The Russian Central Bank on Thursday announced that it will begin to intervene in the foreign exchange market after the ruble plunged to a record low following the Russian military intervention in Ukraine.
“The Bank of Russia will ensure the maintenance of financial stability and business continuity of financial institutions by using all the necessary tools,” the bank said in a statement.
It did not mention raising interest rates but said additional liquidity will be provided for bank by offering 1 trillion Russian rubles (some $11.5 billion) in the overnight repo auction.
The ruble tumbled to a record low of 89.98 per dollar and Russian stocks collapsed 45% after Russia attacked Ukraine.
The currency was nearly 7% weaker against the US dollar.
The Moscow stock exchange reopened trading after suspending it for a few hours on Thursday.

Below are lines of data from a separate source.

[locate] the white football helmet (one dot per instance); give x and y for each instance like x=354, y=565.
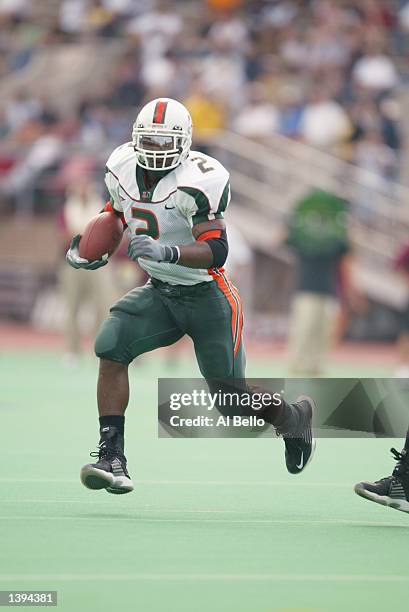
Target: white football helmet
x=162, y=134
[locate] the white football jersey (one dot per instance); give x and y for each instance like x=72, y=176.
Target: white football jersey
x=198, y=190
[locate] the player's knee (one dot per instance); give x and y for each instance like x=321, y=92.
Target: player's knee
x=110, y=342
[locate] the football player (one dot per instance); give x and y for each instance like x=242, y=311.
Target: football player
x=172, y=200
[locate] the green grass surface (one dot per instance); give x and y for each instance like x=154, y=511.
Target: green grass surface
x=213, y=525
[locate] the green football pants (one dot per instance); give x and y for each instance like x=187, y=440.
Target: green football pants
x=159, y=314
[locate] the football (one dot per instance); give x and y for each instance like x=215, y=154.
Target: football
x=102, y=234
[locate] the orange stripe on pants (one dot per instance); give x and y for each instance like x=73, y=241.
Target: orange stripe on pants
x=233, y=298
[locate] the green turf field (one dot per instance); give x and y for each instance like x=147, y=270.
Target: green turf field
x=213, y=525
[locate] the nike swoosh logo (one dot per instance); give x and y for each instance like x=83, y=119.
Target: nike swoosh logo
x=301, y=462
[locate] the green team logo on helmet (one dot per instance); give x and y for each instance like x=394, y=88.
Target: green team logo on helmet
x=318, y=224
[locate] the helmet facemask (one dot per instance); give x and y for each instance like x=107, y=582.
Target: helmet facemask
x=159, y=149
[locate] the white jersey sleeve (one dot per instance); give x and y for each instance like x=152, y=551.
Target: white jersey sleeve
x=116, y=161
x=203, y=188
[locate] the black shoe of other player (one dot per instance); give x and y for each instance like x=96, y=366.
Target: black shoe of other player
x=300, y=444
x=109, y=472
x=392, y=491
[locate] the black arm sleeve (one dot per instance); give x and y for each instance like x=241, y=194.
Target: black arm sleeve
x=220, y=249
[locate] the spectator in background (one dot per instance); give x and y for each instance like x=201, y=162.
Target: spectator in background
x=259, y=118
x=21, y=108
x=290, y=106
x=324, y=123
x=208, y=115
x=402, y=265
x=318, y=239
x=375, y=70
x=77, y=286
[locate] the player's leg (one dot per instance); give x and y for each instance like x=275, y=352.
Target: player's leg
x=393, y=490
x=217, y=335
x=138, y=323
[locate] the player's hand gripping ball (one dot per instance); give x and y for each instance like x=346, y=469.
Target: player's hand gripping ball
x=74, y=259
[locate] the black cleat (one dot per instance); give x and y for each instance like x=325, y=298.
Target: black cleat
x=300, y=445
x=110, y=471
x=392, y=491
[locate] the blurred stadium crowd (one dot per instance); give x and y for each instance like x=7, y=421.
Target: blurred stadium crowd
x=319, y=71
x=328, y=75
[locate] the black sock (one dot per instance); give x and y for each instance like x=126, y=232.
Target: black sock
x=114, y=420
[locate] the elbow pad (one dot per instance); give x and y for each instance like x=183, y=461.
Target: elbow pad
x=217, y=241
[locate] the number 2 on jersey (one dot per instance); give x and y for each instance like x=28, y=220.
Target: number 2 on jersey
x=152, y=226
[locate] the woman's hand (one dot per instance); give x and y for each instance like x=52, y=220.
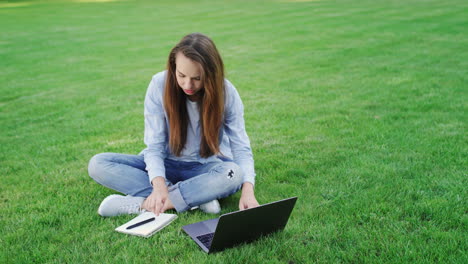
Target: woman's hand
x=247, y=199
x=158, y=201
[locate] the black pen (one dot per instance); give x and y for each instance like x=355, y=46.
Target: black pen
x=141, y=223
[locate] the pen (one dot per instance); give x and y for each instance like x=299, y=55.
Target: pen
x=141, y=223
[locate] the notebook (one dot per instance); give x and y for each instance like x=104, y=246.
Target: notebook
x=239, y=227
x=147, y=229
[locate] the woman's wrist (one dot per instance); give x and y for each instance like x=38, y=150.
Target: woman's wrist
x=247, y=188
x=158, y=182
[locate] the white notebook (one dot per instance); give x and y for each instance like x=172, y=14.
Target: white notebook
x=148, y=229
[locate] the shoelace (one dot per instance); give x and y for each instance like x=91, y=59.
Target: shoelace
x=130, y=208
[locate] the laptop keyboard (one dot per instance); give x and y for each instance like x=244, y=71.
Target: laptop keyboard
x=206, y=239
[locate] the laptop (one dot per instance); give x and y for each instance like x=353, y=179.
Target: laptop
x=241, y=226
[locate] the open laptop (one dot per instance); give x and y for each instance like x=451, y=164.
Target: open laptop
x=241, y=226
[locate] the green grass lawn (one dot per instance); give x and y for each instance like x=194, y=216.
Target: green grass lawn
x=359, y=108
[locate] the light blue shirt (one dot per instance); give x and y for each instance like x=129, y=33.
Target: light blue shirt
x=235, y=143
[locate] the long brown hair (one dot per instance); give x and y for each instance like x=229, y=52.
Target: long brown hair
x=201, y=49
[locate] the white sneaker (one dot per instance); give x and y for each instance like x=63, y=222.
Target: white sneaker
x=115, y=204
x=212, y=207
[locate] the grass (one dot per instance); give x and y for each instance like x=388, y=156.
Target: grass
x=357, y=107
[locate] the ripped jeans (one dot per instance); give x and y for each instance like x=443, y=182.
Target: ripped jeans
x=189, y=183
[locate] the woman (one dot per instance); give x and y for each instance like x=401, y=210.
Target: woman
x=197, y=148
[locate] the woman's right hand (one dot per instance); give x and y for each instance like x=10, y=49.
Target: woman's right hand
x=158, y=201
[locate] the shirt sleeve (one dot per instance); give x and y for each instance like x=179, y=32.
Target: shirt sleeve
x=155, y=129
x=234, y=126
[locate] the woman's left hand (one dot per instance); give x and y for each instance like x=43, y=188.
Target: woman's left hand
x=247, y=199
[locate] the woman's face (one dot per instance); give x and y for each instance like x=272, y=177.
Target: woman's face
x=188, y=74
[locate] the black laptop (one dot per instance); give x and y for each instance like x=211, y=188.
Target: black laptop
x=241, y=226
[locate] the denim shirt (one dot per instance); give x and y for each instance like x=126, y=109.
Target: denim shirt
x=234, y=144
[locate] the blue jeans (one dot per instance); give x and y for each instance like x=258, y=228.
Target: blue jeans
x=189, y=183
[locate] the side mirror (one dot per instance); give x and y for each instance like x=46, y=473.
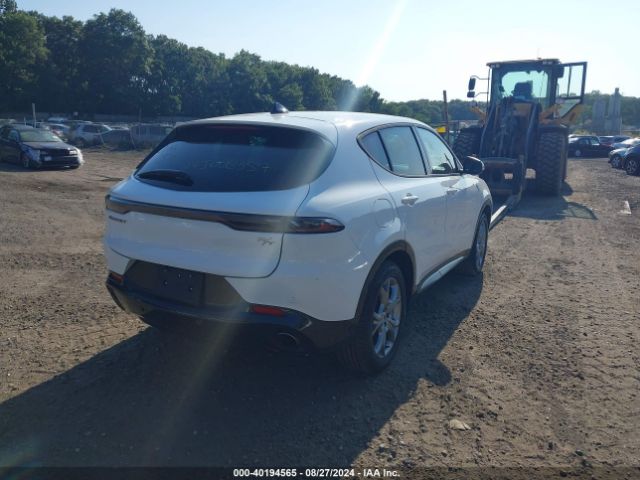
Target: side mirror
x=472, y=165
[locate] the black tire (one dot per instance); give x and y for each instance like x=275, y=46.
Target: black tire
x=474, y=263
x=359, y=353
x=632, y=166
x=552, y=157
x=467, y=142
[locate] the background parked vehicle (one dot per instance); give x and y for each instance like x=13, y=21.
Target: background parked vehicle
x=613, y=139
x=587, y=146
x=88, y=134
x=617, y=156
x=631, y=161
x=35, y=148
x=60, y=129
x=627, y=143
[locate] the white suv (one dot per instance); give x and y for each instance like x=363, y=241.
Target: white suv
x=319, y=225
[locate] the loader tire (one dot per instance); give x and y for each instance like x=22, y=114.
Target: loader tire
x=467, y=142
x=552, y=159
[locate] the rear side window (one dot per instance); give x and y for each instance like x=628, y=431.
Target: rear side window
x=373, y=146
x=403, y=151
x=438, y=154
x=237, y=158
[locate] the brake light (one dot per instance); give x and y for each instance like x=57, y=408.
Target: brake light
x=116, y=277
x=313, y=225
x=267, y=310
x=238, y=221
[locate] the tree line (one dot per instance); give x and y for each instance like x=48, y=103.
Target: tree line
x=109, y=64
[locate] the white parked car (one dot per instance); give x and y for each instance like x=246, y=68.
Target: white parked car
x=86, y=134
x=319, y=225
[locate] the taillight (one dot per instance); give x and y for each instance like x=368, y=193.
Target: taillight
x=313, y=225
x=247, y=222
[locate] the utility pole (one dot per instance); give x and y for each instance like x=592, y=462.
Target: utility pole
x=446, y=115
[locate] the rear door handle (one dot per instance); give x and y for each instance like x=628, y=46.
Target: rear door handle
x=409, y=199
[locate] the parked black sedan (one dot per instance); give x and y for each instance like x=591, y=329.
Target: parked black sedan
x=35, y=148
x=631, y=161
x=587, y=146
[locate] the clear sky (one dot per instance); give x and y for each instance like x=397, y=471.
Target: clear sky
x=405, y=49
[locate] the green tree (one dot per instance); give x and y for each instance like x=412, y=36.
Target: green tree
x=59, y=77
x=22, y=50
x=116, y=56
x=8, y=6
x=248, y=83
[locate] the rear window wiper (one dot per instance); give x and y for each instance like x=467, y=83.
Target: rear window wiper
x=171, y=176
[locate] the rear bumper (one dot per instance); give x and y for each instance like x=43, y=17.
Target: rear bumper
x=316, y=333
x=60, y=162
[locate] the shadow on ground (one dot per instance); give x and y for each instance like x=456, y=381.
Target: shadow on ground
x=540, y=207
x=158, y=400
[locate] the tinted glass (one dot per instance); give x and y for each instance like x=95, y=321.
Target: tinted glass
x=438, y=154
x=239, y=158
x=38, y=136
x=403, y=151
x=373, y=146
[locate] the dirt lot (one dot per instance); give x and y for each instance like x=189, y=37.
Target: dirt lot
x=539, y=357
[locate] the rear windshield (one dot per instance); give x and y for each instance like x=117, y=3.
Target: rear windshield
x=237, y=158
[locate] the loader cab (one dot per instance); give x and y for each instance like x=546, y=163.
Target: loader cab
x=557, y=88
x=529, y=105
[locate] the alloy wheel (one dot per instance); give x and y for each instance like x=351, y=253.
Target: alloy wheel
x=386, y=317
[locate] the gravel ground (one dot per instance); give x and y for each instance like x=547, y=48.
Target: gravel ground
x=539, y=357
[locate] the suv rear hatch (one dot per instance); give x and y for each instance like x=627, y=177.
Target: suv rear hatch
x=217, y=198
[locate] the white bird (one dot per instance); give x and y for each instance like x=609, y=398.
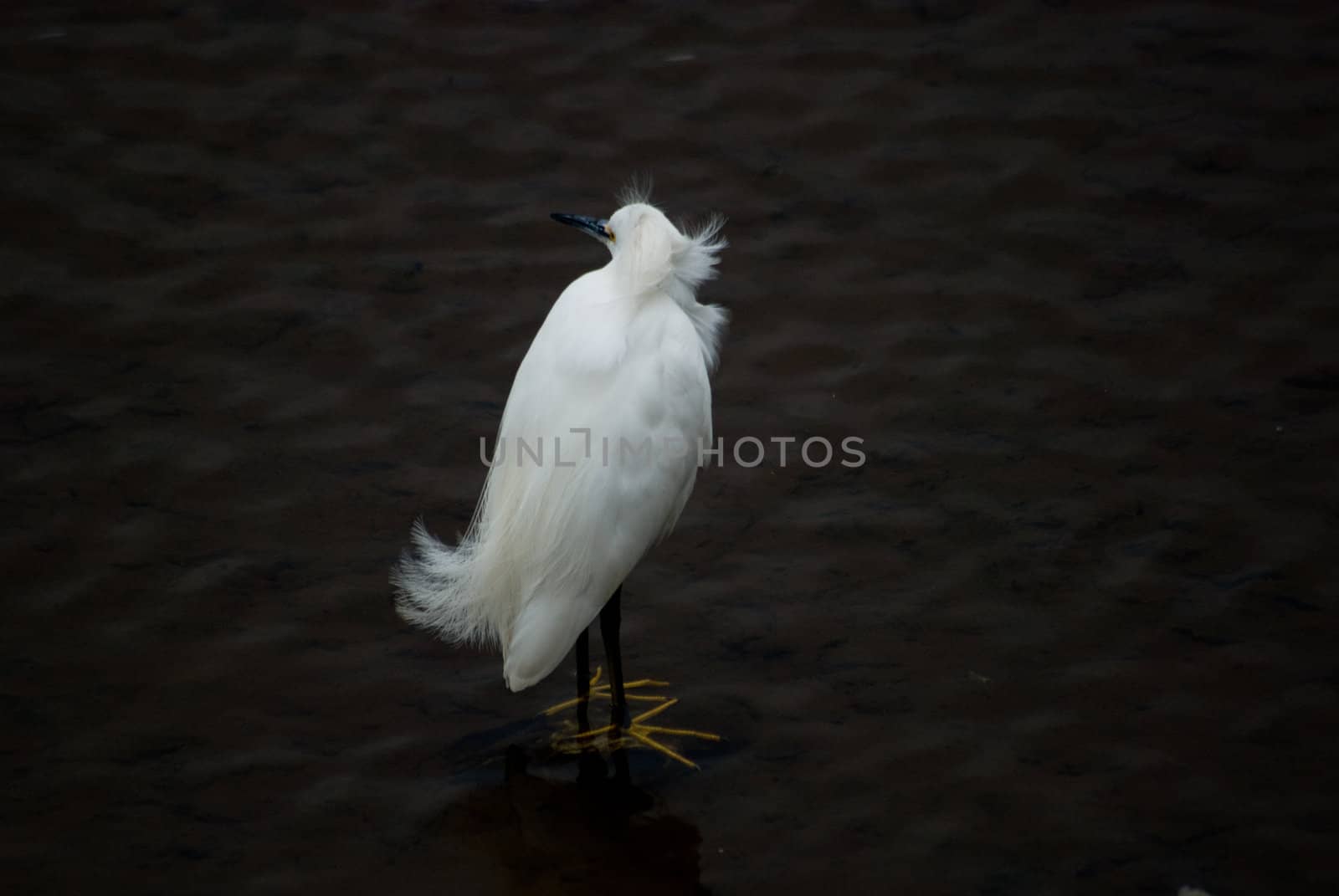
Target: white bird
x=622, y=358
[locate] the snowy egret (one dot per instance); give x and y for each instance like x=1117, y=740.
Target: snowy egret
x=573, y=499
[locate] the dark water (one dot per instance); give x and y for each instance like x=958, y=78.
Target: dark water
x=1069, y=272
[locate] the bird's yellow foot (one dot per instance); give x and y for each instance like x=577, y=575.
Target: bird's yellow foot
x=635, y=735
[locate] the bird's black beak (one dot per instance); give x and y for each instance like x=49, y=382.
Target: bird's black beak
x=599, y=228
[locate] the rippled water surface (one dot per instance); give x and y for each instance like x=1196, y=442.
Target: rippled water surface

Tougher sanctions by the US and the EU are on the way to face Russia as it started a military intervention in Ukraine early Thursday.
US President Joe Biden announced Tuesday the first tranche of sanctions against Russia in response to Moscow’s recognizing two breakaway regions of eastern Ukraine, Donetsk and Luhansk.
On Wednesday, he said the US is expanding sanctions to the Nord Stream 2 AG, the company that built a key gas pipeline from Russia to Germany, and its corporate officers.
Meanwhile, European Commission President Ursula von der Leyen announced Thursday the EU will freeze Russian assets and block Russian banks from accessing the financial market to severely damage the Kremlin’s ability to finance the war.